Dynamical model of harmonic generation in centrosymmetric semiconductors at visible and UV wavelengths

We study second and third harmonic generation in centrosymmetric semiconductors at visible and UV wavelengths in bulk and cavity environments. Second harmonic generation is due to a combination of spatial symmetry breaking, the magnetic portion of the Lorentz force, and quadrupolar contributions from inner core electrons. The material is assumed to have a nonzero, third-order nonlinearity that gives rise to most of the third harmonic signal. Using the parameters of bulk silicon we predict that cavity environments modify the dependence of second harmonic generation on incident angle, while improving third harmonic conversion efficiency by several orders of magnitude relative to bulk silicon. This occurs despite the fact that the harmonic signals may be tuned to a wavelength range where the dielectric function of the material is negative: A phase-locking mechanism binds the generated signals to the pump and inhibits their absorption.

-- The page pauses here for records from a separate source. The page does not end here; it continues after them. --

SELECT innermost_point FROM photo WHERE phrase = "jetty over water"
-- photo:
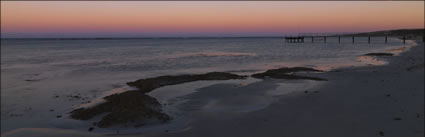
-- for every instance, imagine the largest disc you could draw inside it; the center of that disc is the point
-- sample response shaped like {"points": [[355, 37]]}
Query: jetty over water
{"points": [[324, 37]]}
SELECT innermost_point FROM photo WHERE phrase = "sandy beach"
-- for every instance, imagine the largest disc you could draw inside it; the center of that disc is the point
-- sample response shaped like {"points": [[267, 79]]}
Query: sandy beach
{"points": [[375, 100]]}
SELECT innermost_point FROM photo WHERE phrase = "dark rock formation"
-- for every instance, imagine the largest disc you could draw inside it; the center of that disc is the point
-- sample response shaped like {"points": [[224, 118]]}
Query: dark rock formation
{"points": [[149, 84], [130, 106], [135, 106], [379, 54], [285, 73]]}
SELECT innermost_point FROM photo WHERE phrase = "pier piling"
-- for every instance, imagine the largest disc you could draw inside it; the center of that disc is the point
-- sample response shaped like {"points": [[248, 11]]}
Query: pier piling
{"points": [[368, 40], [386, 39], [404, 39]]}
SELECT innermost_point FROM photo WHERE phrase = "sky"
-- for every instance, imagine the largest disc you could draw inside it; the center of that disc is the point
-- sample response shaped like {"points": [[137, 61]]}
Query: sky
{"points": [[37, 19]]}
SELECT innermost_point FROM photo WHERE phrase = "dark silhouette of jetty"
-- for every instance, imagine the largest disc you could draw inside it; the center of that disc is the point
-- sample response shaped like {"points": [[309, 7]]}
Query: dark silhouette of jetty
{"points": [[404, 35]]}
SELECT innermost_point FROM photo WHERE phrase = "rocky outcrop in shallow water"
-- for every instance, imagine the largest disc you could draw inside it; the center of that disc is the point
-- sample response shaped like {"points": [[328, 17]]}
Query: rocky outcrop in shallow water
{"points": [[131, 106], [379, 54], [286, 73], [149, 84], [135, 107]]}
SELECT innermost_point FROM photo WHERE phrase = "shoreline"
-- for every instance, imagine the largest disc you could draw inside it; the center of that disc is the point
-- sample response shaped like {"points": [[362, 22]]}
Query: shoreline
{"points": [[259, 114], [363, 101]]}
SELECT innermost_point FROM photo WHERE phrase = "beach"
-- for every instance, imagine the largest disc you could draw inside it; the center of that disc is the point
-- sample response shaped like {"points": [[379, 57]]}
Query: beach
{"points": [[362, 101], [383, 99]]}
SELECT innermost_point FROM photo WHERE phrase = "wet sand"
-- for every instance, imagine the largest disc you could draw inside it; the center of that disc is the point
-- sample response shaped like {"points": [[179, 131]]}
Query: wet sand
{"points": [[365, 101]]}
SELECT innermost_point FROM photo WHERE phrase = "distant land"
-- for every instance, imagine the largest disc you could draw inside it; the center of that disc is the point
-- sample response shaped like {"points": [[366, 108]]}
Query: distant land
{"points": [[398, 32], [394, 33]]}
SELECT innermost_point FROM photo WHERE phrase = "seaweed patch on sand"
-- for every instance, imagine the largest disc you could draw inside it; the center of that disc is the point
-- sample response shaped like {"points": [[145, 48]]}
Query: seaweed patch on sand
{"points": [[287, 73], [149, 84], [130, 106], [379, 54], [137, 108]]}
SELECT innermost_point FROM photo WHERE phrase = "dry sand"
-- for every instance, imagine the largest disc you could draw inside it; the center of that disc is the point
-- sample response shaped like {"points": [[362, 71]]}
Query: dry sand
{"points": [[365, 101]]}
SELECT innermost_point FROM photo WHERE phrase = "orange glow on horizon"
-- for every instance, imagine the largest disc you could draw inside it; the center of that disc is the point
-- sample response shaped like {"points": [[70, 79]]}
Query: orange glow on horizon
{"points": [[206, 17]]}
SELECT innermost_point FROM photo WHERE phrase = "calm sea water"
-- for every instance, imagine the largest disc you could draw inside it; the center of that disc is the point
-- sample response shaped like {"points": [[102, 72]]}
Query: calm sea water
{"points": [[39, 76]]}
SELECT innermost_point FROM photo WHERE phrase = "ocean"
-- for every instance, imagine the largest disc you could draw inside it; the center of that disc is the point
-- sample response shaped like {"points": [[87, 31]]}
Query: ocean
{"points": [[44, 79]]}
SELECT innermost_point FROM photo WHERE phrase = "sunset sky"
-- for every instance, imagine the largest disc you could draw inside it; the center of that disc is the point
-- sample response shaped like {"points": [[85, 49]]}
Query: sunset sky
{"points": [[197, 18]]}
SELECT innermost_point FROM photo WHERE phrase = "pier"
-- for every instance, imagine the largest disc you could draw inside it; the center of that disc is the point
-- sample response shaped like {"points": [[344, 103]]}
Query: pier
{"points": [[324, 38]]}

These results point the way to alternative uses and flexibility of materials such as silicon as nonlinear media in the visible and UV ranges.

Figure 1

Simple harmonic oscillator with generic charge $e$ on a spring of constant $k$, subject to external electric and magnetic forces, and to internal linear and nonlinear restoring forces. The origin is at ${\mathbf{r}}_{0;}$ r is the displacement from equilibrium. Higher poles are excited by distortions of the charge distribution due to nonuniform fields.

Figure 2

Typical geometry of a structure with two-dimensional symmetry, i.e., propagation occurs on the $y$-$z$ plane, and derivatives with respect to $x$ are suppressed. ${\mathbf{S}}_{\mathrm{TM}}$ and ${\mathbf{S}}_{\mathrm{TE}}$ are the Poynting vectors relative to TM and TE polarizations, and indicate direction of propagation. The rectangular box represents the sample.

Figure 3

Typical polarization profile as a function of position for different spatial integration steps, as indicated in the figure.

Figure 4

Reflected efficiency vs time for decreasing spatial and temporal step sizes. The calculations provide a fairly accurate answer even for the largest integration steps shown. In scaled units, $\delta \xi =z/{\lambda }_0=\delta \tau =ct/{\lambda }_0$.

Figure 5

Dielectric response of silicon at visible and near-IR wavelengths. The thin solid curves correspond to the data, as indicated. Empty, color-coded squares that retrace the complex data set correspond to a plot of Eq. (26). The data are reproduced reasonably well across the entire range.

Figure 6

SHG (a) and THG (b) as a function of incident angle for a bulk silicon substrate. The comparison in (a) with and without quadrupoles suggests that most of the SH signal may have quadrupolar origin (right axis). For THG (b), the signal originates mostly with the bulk ${\chi }^{\left(3\right),ed}$, and closely resembles the predictions in Ref. [30].

Figure 7

Linear transmittance from a silicon étalon 930 nm thick at normal incidence. At 780 nm transmittance is $\sim$80$\%$; wavelengths below 450 nm are absorbed, with no expectation to see harmonic signals pass through the étalon.

Figure 8

SHG without (a) and with (b) quadrupolar contributions, and (c) without the most dominant quadrupolar term. The shapes of the curves in (b) depend on the relative amplitudes of the matrix elements of the quadrupole tensor. Panel (c) shows that the curves can take on configurations intermediate between (a) and (b), with efficiencies similar to (a), so that the types of nonlinear sources discussed in the text contribute to similar degrees.

Figure 9

THG vs incident angle for the Fabry-Pérot étalon depicted in Fig. 7. When this curve is compared with Fig. 6, which depicts THG from bulk silicon, one can deduce that total efficiency is amplified by a factor of $\sim$30. Most of the enhancement comes from the transmitted signal, which is phase locked and resonates with the pump.

Figure 10

Linear transmittance and/or reflectance of a multilayer stack that contains a Si defect layer for right-to-left or left-to-right propagation. The resonance near 800 nm is $\sim$20 nm wide, and is resolved using subpicosecond, incident pulses [50].

Figure 11

(a) Peak transmitted and reflected conversion efficiencies as a function of incident pulse width. The pulses are tuned at resonance near 813 nm. THG saturates as longer pulses resolve the resonance. (b) Transmitted and reflected THG spectra when the incident pulse is $\sim$250 fs in duration. Even though the cavity $Q$ ≈ 40, the total conversion efficiency increases by more than two orders of magnitude compared to the Si étalon. The far left axis scale is shared by both (a) and (b).